Patients must have provided informed consent and must be willing and able to adhere to the
study plan, visit schedule, treatment plan, laboratory tests, and other study procedures.
Reproductive-age females must agree to use contraceptive measures (e.g., intrauterine
device, birth control pills, or condoms) during the treatment period and for three months
after treatment completion. A negative serum or urine pregnancy test within 7 days before
study entry is required, and patients must not be breastfeeding. Male patients must also
agree to use contraceptive measures during the study and for three months after study
completion.
Exclusion Criteria:
- Exclusion Criteria:
History of severe hypersensitivity reactions to other monoclonal antibodies or PD-1
monoclonal antibodies or any of their components.

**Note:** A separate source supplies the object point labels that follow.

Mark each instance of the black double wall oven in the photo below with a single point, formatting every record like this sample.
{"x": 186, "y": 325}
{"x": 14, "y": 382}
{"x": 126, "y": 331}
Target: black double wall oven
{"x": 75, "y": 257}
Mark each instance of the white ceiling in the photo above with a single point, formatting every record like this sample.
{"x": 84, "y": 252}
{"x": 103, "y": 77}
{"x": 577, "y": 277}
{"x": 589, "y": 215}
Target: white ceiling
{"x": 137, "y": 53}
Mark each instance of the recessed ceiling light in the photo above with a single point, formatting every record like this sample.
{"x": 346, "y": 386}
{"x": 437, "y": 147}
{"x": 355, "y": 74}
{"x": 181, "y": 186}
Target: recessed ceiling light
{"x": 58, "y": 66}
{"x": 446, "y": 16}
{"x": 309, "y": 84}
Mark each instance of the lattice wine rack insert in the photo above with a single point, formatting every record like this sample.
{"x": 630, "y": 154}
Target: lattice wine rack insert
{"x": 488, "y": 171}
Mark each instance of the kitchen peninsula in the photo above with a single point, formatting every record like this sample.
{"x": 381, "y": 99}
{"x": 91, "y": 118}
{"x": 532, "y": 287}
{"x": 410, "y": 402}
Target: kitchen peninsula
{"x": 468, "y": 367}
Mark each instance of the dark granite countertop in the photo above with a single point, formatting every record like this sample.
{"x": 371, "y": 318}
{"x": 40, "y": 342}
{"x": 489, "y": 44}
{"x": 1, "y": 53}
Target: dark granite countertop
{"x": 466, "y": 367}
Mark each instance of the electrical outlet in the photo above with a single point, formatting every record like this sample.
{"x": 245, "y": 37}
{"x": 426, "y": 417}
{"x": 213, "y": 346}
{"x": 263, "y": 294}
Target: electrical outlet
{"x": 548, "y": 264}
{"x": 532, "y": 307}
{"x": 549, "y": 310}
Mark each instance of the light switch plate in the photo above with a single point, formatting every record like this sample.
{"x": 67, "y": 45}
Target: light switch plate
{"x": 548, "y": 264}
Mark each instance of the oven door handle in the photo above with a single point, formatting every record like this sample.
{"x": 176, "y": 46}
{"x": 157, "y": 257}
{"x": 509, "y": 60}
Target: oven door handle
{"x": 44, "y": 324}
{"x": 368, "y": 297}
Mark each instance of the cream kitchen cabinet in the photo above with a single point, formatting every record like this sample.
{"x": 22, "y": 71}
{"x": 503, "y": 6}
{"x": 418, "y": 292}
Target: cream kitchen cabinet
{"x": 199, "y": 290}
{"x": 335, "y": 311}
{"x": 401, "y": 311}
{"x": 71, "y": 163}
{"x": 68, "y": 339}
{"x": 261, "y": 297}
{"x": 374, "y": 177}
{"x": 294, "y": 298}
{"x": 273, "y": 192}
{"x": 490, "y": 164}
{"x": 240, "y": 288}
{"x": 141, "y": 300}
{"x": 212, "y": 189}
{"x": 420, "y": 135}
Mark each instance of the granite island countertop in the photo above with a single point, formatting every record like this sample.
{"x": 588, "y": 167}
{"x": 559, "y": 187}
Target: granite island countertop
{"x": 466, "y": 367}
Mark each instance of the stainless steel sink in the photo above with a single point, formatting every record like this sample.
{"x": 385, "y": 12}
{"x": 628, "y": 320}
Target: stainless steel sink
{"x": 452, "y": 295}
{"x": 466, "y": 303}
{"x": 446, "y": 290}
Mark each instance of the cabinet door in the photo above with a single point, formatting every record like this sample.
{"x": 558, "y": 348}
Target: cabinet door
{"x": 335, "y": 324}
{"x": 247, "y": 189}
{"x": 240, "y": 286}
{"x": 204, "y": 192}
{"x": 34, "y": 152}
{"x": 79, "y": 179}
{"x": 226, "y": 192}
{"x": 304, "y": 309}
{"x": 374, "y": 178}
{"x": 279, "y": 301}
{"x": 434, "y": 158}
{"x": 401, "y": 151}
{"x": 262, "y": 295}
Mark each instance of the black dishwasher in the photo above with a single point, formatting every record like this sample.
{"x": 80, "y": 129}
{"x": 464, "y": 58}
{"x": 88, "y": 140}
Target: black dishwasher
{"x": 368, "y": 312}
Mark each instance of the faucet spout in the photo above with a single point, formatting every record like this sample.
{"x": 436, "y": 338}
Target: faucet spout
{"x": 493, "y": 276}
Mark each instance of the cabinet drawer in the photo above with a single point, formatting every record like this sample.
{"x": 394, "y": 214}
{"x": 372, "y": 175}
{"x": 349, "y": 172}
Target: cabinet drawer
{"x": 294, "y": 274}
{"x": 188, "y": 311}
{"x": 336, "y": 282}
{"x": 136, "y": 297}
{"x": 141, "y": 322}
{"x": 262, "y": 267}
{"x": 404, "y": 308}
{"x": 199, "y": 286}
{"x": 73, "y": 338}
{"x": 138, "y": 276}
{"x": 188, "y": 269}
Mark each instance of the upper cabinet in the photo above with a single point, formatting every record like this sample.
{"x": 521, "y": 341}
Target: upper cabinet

Known or suspected autoimmune diseases, including dementia and epileptic seizures.
Presence of measurable residual disease or new tumor/metastasis according to RECIST1.1
criteria, or patients deemed inoperable following evaluation by a head and neck specialist.
Abnormal coagulation function: (PT > 16s, APTT > 53s, TT > 21s, Fib < 1.5g/L), a tendency
to bleed, or current treatment with thrombolytic or anticoagulant agents.
Severe cardiac or pulmonary dysfunction, with heart or lung function rated below Grade 3
(inclusive).
Abnormal laboratory values within 7 days before enrollment.
History of any of the following treatments:
1. Prior use of anti-PD-1 antibodies, anti-PD-L1 antibodies, anti-PD-L2 antibodies, or
anti-CTLA-4 antibodies (or any other antibodies targeting T cell co-stimulatory or
checkpoint pathways).
2. Receipt of any investigational drug within 4 weeks before the first dose of the study
drug.
3. Concurrent enrollment in another clinical study, unless it is an observational
(non-interventional) clinical study or a follow-up study for a new clinical trial.
4. Pre-existing conditions requiring long-term use of immunosuppressive drugs or the use
of corticosteroids at doses with immunosuppressive effects, either systemically or
locally.
5. Vaccination with anti-tumor vaccines or receipt of live vaccines within 4 weeks before
the first dose of the study drug.
6. Major surgery or severe trauma within 4 weeks before the first dose of the study drug.
Experienced severe infections (CTC AE Grade > 2) within 4 weeks before the first use of the
study drug, such as severe pneumonia, septicemia, or complications of infection requiring
hospitalization; baseline chest imaging indicating active lung inflammation; presence of
symptoms and signs of infection within 2 weeks before the first use of the study drug or
the need for oral or intravenous antibiotics (excluding prophylactic antibiotic use).
HIV-positive individuals, those testing positive for HBsAg with concurrent detection of
positive HBV DNA copy numbers (quantitative test ≥ 1000 cps/ml); positive screening for
chronic hepatitis C (HCV antibody-positive).
History of other malignant tumors in the past 5 years, except for cured basal cell
carcinoma, in situ cervical carcinoma, and papillary thyroid carcinoma.
Positive pregnancy test in women of childbearing age and breastfeeding women.